Arai et al. examined the effect of injecting G-CSF into patients with intractable PAD symptoms. The patients were randomly assigned into 3 groups: a group treated with conventional drug therapy, a group treated with conventional drug therapy plus bone marrow transplantation (BMT) and a group treated with conventional drug therapy plus subcutaneous injection of G-CSF once daily for 10 days. One month after treatment, the subjective symptoms significantly improved in the G-CSF and BMT groups. The ankle-brachial pressure index and the trans-cutaneous oxygen pressure significantly increased in the BMT and G-CSF groups, but no such improvements were seen in the group that received conventional therapy alone (56). This is the least invasive mode of cell therapy for treating PAD, yet advanced PAD make it less likely for a large number of mobilized cells to be delivered to ischemic tissue due to the reduced blood flow.

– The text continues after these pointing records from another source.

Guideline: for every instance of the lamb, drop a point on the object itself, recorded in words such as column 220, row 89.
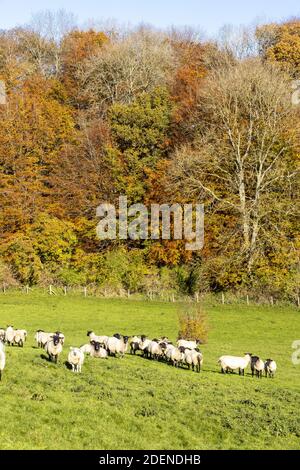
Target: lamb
column 270, row 368
column 98, row 351
column 176, row 355
column 76, row 359
column 135, row 344
column 100, row 339
column 2, row 358
column 53, row 348
column 234, row 362
column 10, row 335
column 117, row 346
column 86, row 348
column 157, row 349
column 167, row 352
column 145, row 342
column 42, row 338
column 2, row 334
column 257, row 366
column 61, row 337
column 188, row 344
column 20, row 337
column 193, row 358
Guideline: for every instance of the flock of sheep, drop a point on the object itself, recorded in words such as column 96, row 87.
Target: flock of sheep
column 184, row 353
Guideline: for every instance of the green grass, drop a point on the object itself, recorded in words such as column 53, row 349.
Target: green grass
column 136, row 403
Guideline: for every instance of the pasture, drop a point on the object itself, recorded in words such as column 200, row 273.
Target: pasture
column 135, row 403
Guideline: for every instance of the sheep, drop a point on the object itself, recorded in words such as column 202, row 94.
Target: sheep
column 100, row 339
column 157, row 349
column 98, row 351
column 10, row 335
column 167, row 352
column 234, row 362
column 257, row 366
column 20, row 337
column 2, row 334
column 42, row 338
column 270, row 368
column 145, row 342
column 2, row 358
column 176, row 356
column 188, row 344
column 61, row 337
column 135, row 344
column 76, row 359
column 117, row 346
column 86, row 348
column 53, row 348
column 193, row 358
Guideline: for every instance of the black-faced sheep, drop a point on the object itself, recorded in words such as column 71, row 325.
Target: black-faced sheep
column 76, row 359
column 230, row 363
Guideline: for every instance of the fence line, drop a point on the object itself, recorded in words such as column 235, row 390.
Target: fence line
column 223, row 298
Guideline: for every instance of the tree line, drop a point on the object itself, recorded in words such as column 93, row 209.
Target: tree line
column 158, row 116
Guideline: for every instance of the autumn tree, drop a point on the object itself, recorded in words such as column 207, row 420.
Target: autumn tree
column 243, row 163
column 125, row 69
column 281, row 43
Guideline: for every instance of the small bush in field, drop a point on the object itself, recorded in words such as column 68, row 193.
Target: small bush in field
column 193, row 323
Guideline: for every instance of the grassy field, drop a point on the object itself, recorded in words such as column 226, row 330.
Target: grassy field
column 136, row 403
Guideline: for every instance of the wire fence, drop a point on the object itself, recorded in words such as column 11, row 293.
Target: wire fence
column 223, row 298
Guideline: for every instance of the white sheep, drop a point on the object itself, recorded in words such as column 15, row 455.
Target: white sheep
column 257, row 366
column 193, row 358
column 61, row 337
column 168, row 351
column 98, row 351
column 117, row 346
column 234, row 362
column 188, row 344
column 270, row 368
column 157, row 349
column 145, row 342
column 2, row 334
column 176, row 356
column 10, row 335
column 2, row 358
column 76, row 359
column 42, row 338
column 100, row 339
column 20, row 337
column 135, row 343
column 53, row 348
column 86, row 348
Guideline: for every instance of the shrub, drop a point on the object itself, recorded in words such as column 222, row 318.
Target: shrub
column 193, row 323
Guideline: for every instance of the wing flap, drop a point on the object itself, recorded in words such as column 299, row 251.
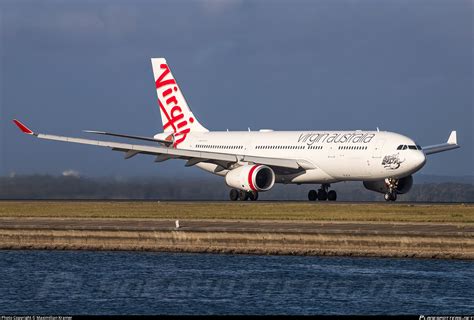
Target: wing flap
column 163, row 153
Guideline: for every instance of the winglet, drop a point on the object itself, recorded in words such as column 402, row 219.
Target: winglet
column 22, row 127
column 453, row 138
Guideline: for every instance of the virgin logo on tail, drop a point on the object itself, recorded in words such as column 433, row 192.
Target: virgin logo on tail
column 168, row 93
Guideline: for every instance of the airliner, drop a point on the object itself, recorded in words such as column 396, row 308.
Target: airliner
column 254, row 161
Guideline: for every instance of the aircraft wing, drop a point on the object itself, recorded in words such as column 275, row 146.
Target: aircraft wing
column 449, row 145
column 163, row 153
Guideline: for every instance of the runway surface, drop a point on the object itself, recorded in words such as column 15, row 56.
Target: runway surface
column 261, row 226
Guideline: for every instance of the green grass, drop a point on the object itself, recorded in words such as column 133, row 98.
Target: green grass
column 457, row 213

The trials performed to date suggest that stem cell therapy could serve as a much needed novel therapeutic modality for the treatment of PAD. But trials of stem cell therapy for the PAD need to discriminate the etiologic factors. Especially, the patients with PAD caused by TAO, and these patients are rarely candidates for surgical treatment, will be good candidate for treatment with stem cell therapy. Several studies that are currently ongoing are focused on the treatment of PAD that is caused by TAO, and the treatments involve stem cell therapy (55, 57–62). So far, these studies have shown good treatment results and the treatments were safe for the patients. However, these studies have enrolled small numbers of subjects, they are often non-randomized studies and they are largely being performed to investigate the feasibility and safety of these approaches. For the clinical application of stem cell therapy to the TAO patient, more clinical evidence has to be gathered from appropriately designed, adequately powered trials with robust endpoint measurement.